Here are some things I learned:

  • If I were more successful, I could afford shame. But I can’t. So I shamelessly promoted the reading and my book online constantly: Instagram, Facebook, Twitter/X, Threads, Bluesky, Linkedin. Sheesh, yes, even LinkedIn.
  • Reading your book out loud, whether it’s in a studio or in a theater for a marketing stunt, is humbling and frustrating. If you’re a perfectionist, you will learn that your book is not perfect. I found typos! And repetitive words! There were lines and paragraphs that should have been cut! No one noticed these things but me!
  • One person caught a factual error: James Lapine was the director, not the lyricist, of Sondheim’s Into the Woods. My god. Mea culpa.
  • I should have hired a professional photographer or, at least, a friend who is very good at social photos and pics. Ah, well. Next time.
  • I wasn’t wearing my glasses, so I couldn’t see who was there. If you were and we haven’t talked, please say hi. I want to thank you.
  • Throwing an event/reading/launch/work of performance art? Buy donuts! Everyone loves donuts.
  • How did I talk non-stop for almost 7 hours? VOCAL WARM-UPS. And, honestly, a gallon or so of water and a half-dozen cans of seltzer. I kept my instrument MOIST.
  • There has got to be an easier way to promote sales of my book. There probably are, but I did not choose one of those ways.

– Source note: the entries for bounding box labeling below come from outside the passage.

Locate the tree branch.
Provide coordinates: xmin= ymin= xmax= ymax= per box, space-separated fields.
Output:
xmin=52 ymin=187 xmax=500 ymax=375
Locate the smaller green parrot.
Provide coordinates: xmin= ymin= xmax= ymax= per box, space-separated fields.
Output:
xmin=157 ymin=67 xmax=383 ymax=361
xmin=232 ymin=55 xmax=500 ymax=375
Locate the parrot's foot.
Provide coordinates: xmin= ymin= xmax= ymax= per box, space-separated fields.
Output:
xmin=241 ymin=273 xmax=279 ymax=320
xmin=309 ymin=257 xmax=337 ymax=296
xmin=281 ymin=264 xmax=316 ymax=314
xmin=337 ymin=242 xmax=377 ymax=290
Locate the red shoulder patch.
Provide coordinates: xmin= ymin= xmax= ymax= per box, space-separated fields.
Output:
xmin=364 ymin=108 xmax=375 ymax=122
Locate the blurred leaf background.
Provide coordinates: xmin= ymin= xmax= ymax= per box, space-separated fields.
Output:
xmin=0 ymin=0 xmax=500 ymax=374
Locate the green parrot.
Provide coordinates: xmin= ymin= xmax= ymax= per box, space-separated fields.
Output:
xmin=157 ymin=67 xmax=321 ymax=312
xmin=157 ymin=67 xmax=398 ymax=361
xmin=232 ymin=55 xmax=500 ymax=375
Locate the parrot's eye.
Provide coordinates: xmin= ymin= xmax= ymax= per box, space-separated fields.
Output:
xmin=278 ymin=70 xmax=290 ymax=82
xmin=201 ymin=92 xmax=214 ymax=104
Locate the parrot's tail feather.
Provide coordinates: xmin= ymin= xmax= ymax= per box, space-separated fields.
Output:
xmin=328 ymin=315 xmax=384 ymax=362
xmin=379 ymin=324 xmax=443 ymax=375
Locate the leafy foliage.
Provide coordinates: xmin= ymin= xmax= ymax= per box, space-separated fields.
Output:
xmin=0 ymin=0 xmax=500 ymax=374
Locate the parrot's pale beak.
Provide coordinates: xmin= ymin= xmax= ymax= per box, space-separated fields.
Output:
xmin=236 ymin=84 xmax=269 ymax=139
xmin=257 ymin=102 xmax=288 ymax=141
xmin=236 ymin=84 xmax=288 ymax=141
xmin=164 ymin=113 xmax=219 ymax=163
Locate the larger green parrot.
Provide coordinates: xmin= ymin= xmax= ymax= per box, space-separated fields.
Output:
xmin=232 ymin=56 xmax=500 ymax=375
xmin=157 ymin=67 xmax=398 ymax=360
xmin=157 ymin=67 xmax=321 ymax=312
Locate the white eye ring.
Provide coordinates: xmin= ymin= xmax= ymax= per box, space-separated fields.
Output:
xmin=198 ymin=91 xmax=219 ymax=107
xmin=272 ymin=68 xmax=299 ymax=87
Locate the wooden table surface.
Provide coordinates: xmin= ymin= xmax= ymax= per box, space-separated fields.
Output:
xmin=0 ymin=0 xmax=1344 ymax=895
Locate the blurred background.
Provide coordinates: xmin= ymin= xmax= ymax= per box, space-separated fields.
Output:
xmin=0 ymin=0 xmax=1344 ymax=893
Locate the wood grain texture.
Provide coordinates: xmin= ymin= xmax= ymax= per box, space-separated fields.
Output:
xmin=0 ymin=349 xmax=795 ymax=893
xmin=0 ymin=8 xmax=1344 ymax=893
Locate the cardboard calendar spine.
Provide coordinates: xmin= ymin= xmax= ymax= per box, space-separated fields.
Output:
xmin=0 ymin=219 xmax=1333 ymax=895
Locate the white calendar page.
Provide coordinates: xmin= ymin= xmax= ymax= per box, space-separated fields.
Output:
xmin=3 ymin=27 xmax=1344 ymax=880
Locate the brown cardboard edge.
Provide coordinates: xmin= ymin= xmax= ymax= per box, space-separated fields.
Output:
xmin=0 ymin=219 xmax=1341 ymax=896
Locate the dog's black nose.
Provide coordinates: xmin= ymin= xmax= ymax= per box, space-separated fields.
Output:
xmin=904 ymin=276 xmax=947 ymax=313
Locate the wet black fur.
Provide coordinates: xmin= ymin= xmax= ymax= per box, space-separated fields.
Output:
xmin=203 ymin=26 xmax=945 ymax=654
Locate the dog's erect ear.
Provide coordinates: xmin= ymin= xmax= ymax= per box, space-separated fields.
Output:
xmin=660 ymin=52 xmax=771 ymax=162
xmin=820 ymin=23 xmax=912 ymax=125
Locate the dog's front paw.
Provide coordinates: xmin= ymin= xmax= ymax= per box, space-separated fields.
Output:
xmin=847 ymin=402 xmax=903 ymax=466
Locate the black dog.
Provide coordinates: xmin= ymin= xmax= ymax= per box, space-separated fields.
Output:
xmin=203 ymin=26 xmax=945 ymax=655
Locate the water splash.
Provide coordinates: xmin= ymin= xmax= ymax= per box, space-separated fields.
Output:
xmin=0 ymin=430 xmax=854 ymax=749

Related: 4 Best-Selling Authors on How to Write and Sell a Book

Writing a book is difficult, but publishing one and marketing it is just as challenging. This process has taught me to resist confusing integrity with insecurity. I learned to sell my work. I learned that every time I heard a little voice say, “You’re promoting too much,” I should immediately promote my book. These platforms are of decreasing utility, largely existing to extract attention by stirring raw and unhappy emotions, but they can still sell shit. I hope you’ll consider buying my shit—for yourself or for someone you love who suffers from Theatre Kid Syndrome (TKS). You can find the typos together! And that one sentence I repeat!